Dunque, partiamo dal Fondo sovrano. Ne sentiamo parlare, ne leggiamo distrattamente, ma non sappiamo cosa in realtà sia, evidentemente nello specifico, non solo in superficie, questo “benedetto” Fondo sovrano. Veniamo al punto: vengono denominati fondi sovrani speciali strumenti di investimento pubblico che appartengono a ciascun Paese. Questi fondi vengono utilizzati per investire in strumenti finanziari, come azioni, obbligazioni, immobili, altre attività, i surplus fiscali o nelle riserve valutarie in moneta estera.
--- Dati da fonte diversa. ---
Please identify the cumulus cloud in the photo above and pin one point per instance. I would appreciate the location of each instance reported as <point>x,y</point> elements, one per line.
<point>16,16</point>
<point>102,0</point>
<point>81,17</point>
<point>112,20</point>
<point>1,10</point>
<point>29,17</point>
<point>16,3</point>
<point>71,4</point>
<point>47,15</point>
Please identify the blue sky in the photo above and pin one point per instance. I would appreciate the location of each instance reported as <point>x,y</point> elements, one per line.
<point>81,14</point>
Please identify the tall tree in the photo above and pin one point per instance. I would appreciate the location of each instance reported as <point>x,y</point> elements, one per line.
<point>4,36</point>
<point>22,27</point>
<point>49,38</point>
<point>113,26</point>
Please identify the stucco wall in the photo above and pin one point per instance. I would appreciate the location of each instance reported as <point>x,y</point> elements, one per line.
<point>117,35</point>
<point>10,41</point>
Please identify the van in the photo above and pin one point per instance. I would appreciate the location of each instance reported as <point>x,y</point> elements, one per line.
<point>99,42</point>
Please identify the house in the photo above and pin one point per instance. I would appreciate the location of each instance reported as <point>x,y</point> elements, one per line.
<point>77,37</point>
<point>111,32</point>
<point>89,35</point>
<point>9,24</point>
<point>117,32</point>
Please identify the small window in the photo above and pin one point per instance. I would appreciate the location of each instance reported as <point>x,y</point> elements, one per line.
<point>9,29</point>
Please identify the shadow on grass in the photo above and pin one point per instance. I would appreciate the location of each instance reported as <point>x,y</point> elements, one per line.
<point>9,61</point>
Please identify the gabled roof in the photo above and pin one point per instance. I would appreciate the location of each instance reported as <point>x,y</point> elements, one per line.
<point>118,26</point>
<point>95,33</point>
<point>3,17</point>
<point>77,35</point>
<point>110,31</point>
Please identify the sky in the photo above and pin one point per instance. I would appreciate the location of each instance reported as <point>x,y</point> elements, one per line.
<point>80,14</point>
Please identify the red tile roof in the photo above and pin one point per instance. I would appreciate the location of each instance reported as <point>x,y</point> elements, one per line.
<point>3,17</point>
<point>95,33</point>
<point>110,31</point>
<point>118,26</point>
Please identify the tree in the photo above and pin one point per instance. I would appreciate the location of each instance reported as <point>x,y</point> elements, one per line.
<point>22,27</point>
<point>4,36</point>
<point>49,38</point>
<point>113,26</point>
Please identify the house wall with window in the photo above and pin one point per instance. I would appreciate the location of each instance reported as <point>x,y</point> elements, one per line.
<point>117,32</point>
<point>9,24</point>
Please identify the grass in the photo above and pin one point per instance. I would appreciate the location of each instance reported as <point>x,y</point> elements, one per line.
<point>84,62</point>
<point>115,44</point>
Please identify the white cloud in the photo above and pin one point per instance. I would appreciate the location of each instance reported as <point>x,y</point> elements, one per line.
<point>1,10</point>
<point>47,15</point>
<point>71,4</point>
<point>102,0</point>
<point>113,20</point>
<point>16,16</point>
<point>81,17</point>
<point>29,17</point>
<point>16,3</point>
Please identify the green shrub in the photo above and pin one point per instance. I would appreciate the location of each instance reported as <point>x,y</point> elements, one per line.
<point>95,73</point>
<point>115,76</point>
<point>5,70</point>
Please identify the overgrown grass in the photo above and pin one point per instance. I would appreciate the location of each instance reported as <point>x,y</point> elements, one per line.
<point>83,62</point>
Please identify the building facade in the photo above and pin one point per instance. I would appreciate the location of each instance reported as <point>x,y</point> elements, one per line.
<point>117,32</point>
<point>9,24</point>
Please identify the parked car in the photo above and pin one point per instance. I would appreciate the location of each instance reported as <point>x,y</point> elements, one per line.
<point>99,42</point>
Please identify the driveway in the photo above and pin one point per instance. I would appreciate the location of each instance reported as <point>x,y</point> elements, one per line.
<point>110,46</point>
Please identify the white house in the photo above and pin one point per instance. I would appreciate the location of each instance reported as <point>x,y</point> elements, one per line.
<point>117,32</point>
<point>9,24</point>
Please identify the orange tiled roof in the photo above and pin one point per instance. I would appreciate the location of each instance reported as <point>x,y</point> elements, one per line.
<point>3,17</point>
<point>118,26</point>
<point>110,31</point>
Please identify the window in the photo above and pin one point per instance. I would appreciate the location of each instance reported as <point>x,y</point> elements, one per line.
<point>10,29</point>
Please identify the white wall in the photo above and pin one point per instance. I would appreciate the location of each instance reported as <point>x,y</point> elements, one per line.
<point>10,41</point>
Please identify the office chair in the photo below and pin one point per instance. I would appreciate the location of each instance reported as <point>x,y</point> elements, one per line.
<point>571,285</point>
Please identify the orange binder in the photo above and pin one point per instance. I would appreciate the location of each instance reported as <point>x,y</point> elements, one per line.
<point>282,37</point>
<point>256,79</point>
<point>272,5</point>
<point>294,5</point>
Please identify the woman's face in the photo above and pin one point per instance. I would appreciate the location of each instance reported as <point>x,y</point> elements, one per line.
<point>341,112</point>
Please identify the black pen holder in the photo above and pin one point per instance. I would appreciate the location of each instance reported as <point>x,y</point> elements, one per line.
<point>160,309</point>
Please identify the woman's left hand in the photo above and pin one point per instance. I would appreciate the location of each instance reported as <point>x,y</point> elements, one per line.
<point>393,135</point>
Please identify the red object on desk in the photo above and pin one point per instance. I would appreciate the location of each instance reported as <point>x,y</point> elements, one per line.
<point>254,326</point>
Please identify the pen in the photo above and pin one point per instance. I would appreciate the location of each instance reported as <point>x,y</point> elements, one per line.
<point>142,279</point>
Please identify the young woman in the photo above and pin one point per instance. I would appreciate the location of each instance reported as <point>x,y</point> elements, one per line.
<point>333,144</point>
Trasferiamoci in Scandinavia. Il fondo sovrano della Norvegia gestisce 1,16 trilioni di dollari, il più grande del mondo ed alimentato in gran parte dai proventi dei ricchi giacimenti di petrolio del Mare del Nord. Nel terzo trimestre 2020 ha guadagnato 412 miliardi di corone (44,31 miliardi di dollari) poiché il valore crescente dei titoli tecnologici statunitensi ha compensato gli effetti negativi della pandemia. Fondato nel 1996, il fondo detiene partecipazioni in circa 9.200 società a livello globale, che detengono l’1,5% di tutte le azioni quotate. Investe anche in obbligazioni e immobili.
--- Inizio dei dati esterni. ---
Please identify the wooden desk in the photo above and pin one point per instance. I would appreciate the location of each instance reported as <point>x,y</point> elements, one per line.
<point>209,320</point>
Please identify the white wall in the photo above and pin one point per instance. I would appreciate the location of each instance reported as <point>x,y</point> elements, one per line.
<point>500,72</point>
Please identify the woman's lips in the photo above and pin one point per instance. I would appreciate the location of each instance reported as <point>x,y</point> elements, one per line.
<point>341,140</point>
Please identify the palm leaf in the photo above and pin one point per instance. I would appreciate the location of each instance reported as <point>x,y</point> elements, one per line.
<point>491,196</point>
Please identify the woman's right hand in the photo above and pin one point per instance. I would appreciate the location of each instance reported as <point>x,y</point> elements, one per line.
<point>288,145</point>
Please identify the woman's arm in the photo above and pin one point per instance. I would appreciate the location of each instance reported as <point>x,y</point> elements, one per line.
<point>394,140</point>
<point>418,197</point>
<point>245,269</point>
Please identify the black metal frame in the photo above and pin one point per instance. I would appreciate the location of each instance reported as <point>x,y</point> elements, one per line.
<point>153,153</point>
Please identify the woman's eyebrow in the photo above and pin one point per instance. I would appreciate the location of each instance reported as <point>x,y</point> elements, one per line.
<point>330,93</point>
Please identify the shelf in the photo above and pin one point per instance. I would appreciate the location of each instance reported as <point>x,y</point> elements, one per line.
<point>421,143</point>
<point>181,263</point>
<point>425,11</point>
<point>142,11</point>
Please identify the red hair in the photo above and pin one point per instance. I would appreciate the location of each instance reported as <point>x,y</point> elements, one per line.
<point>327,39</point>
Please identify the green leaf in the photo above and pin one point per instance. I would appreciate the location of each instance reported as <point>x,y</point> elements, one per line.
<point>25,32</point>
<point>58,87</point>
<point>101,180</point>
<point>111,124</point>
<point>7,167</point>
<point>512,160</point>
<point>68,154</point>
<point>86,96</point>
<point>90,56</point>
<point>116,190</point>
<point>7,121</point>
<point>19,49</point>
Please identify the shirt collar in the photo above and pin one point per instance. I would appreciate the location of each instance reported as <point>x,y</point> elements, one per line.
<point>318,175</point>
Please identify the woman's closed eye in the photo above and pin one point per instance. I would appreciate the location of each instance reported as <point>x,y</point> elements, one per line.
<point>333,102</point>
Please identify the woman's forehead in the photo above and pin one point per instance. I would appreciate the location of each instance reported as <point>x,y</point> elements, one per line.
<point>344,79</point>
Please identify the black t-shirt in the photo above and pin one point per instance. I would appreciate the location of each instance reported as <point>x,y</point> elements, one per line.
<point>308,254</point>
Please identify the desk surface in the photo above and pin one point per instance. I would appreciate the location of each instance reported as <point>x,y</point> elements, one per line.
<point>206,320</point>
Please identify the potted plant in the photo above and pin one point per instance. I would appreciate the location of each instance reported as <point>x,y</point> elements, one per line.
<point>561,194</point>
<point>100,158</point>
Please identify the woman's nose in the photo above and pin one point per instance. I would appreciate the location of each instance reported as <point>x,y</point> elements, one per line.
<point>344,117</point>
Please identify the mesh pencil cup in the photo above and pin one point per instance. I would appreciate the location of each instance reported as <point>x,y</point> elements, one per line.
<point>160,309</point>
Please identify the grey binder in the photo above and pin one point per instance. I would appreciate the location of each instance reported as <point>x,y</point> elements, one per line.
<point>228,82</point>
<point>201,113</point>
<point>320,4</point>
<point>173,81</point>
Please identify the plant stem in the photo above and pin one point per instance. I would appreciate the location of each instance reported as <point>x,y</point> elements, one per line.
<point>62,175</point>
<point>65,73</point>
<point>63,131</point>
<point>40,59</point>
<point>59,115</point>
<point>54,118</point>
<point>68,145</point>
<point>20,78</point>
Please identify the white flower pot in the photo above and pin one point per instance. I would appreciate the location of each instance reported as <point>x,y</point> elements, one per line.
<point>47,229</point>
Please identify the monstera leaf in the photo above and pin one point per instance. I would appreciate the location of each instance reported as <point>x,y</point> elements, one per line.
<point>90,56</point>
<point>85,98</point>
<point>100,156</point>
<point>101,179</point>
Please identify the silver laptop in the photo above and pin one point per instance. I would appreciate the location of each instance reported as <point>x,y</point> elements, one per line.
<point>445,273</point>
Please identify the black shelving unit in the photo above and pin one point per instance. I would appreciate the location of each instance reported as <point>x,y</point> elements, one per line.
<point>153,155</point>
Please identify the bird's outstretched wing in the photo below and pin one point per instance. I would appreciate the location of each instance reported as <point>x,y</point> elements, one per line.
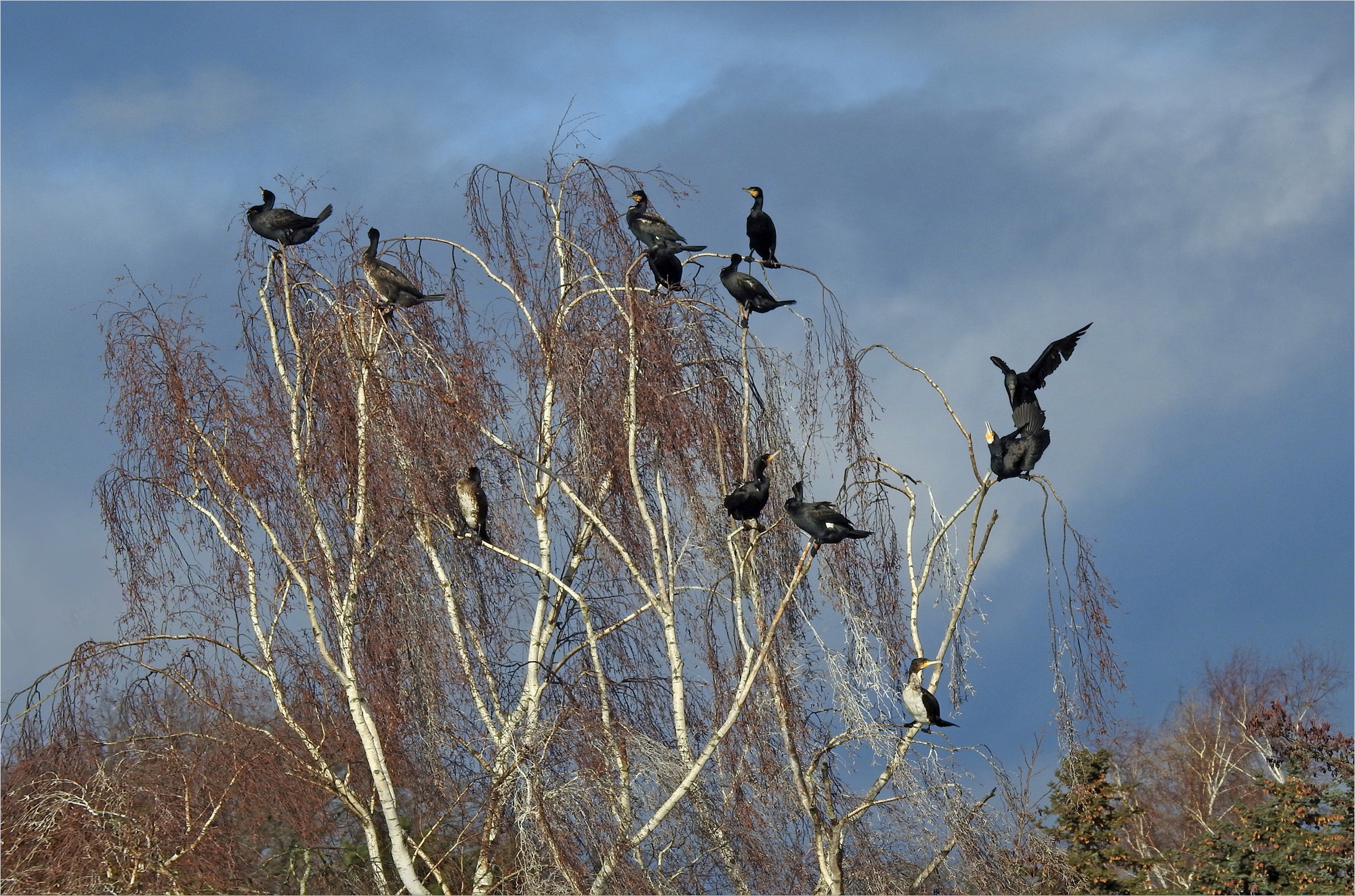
<point>1056,354</point>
OGNI NORVEGESE, DUECENTOMILA DOLLARI
I mercati finanziari che risentono dell’aria che tira erano ancora influenzati dall’incertezza legata al coronavirus. Indipendentemente da questo, i mercati azionari hanno avuto un buon rendimento, specie grazie alla forte performance nel settore tecnologico negli Stati Uniti (dichiarazione riportata in una nota dall’amministratore delegato del fondo Nicolai Tangen). Oggi il valore complessivo del fondo equivale a circa 217.000 dollari per ogni norvegese. Il portafoglio complessivo, infatti, ha registrato un rendimento positivo del 4,3% nel terzo trimestre, guidato dalle azioni con un rendimento del 5,7%, che a fine settembre rappresentavano il 70,7% del portafoglio.
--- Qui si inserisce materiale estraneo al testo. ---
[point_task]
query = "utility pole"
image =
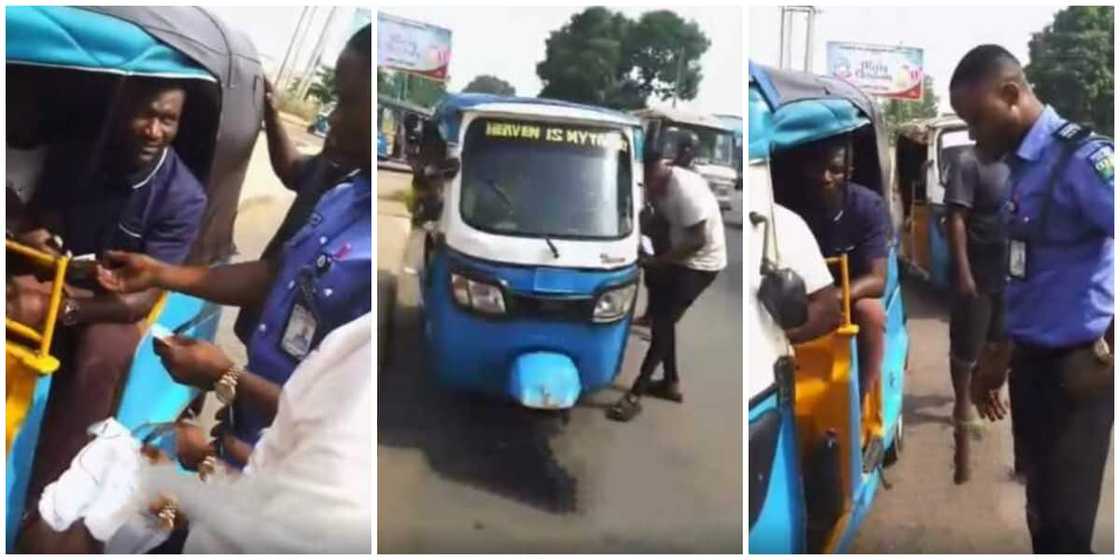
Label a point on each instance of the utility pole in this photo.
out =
(291, 44)
(316, 55)
(785, 47)
(680, 75)
(299, 40)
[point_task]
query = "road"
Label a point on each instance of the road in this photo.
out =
(458, 474)
(925, 512)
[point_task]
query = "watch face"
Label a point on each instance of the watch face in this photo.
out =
(224, 391)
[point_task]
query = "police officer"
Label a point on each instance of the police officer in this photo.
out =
(318, 282)
(1058, 296)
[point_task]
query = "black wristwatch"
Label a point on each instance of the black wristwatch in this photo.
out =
(68, 314)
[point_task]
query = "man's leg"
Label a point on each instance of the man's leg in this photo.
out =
(871, 318)
(1073, 466)
(967, 334)
(682, 287)
(1028, 392)
(83, 391)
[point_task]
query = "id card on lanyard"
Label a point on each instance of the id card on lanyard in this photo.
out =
(301, 325)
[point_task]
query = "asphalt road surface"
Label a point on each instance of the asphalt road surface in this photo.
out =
(925, 512)
(460, 474)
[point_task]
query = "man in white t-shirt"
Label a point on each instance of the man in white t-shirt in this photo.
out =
(697, 253)
(793, 246)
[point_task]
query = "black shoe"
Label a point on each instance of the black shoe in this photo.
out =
(665, 390)
(625, 409)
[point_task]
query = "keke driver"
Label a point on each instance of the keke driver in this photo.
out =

A fare chiarezza, comunque a sciogliere dubbi, non solo a quanti sono pratici di finanza, m anche a quanti hanno poca dimestichezza con denaro e conti, è intervenuto il Financial Times. Il principale giornale economico-finanziario del Regno Unito, uno dei più antichi e autorevoli nel mondo, in questi giorni ha fatto chiarezza. «Il rendimento complessivo – ha spiegato tecnicamente il Financial Times – è stato di tre punti base, inferiore al rendimento dell’indice di riferimento del fondo. Tangen ha riferito che il Fondo venderà azioni di società che si comportano male su questioni ambientali, sociali e di governance (ESG), per aumentare i suoi rendimenti». In buona sostanza, conclude il giornale britannico, «è necessario utilizzare il rischio in modo più intelligente, disinvestendo cioè dalle partecipazioni in società non in linea con queste finalità».